The autumn period is characterized by a decline in PV generation and a simultaneous increase in household energy demand, driven by shorter daylight hours and heating requirements. The analysis of 1 October 2025 (Figure 6)—the day with the highest PV production (23 kWh) for that month—provides insights into HEMS performance under increased thermal load conditions.
During the night, a significant increase in grid import is observed, peaking at 3.5 kWh at 3:00. This represents a load shifting strategy; the system intentionally schedules energy-intensive processes, such as heat pump operation for space heating or domestic hot water, during the window of lowest market prices.
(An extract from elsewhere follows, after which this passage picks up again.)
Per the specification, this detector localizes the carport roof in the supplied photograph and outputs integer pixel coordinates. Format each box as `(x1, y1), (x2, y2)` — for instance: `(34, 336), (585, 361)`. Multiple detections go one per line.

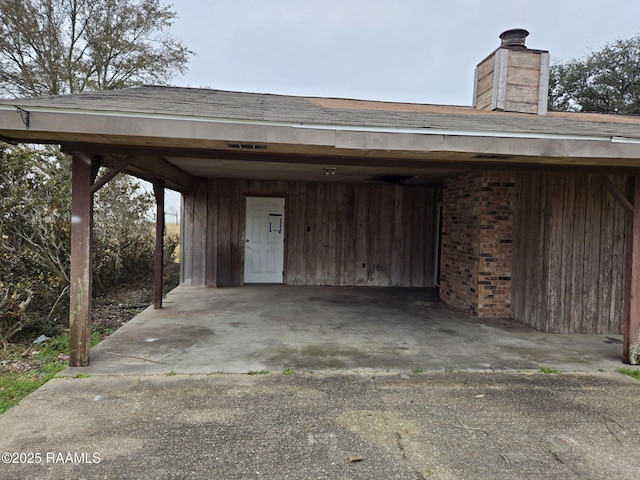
(0, 86), (640, 190)
(0, 85), (640, 137)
Since a low state of charge (SoC) prevented battery discharge at that time, the HEMS minimized heating costs by importing the cheapest available energy from the grid.
As PV production began, self-sufficiency increased, and surplus energy was directed to the storage system, which reached full capacity by 13:00. Consistent with the behavior observed on 12 August 2025, energy was exported to the grid between 13:00 and 15:00 once the BES was fully saturated. The evening surge in demand (18:00–21:00) triggered battery discharge for both domestic use and profitable export. Seasonal weather shifts across the country directly influence market price volatility: overall MEP levels are higher than in summer, and the midday price dip is less pronounced. Notably, the evening price peak on this day reached a substantial value of 1.8 PLN/kWh.

3.4. 23 October 2025

23 October 2025 (Figure 7) recorded the lowest PV generation of the month, only 2.5 kWh, while the daily energy consumption reached nearly 47 kWh. Between midnight and 5:00, a high grid import of 28 kWh was observed. This energy was utilized both for heating requirements and for charging the battery storage. This nighttime “tanking” strategy aimed to capitalize on relatively low and stable MEP rates, mitigating the risk of price volatility during the day.
Throughout the daylight hours, the system met the household demand by combining the minimal PV output with the energy stored in the BES. From 17:00 onwards, as market prices rose, the HEMS initiated a battery discharge cycle for both self-consumption and export. Interestingly, the MEP curve was significantly flatter compared to previously analyzed days, with no substantial price spike observed in the evening. Furthermore, MEP levels on this day of near-zero local PV production were generally lower than those on 1 October 2025. This highlights the complexity of market pricing mechanisms, which are driven by nationwide energy supply factors.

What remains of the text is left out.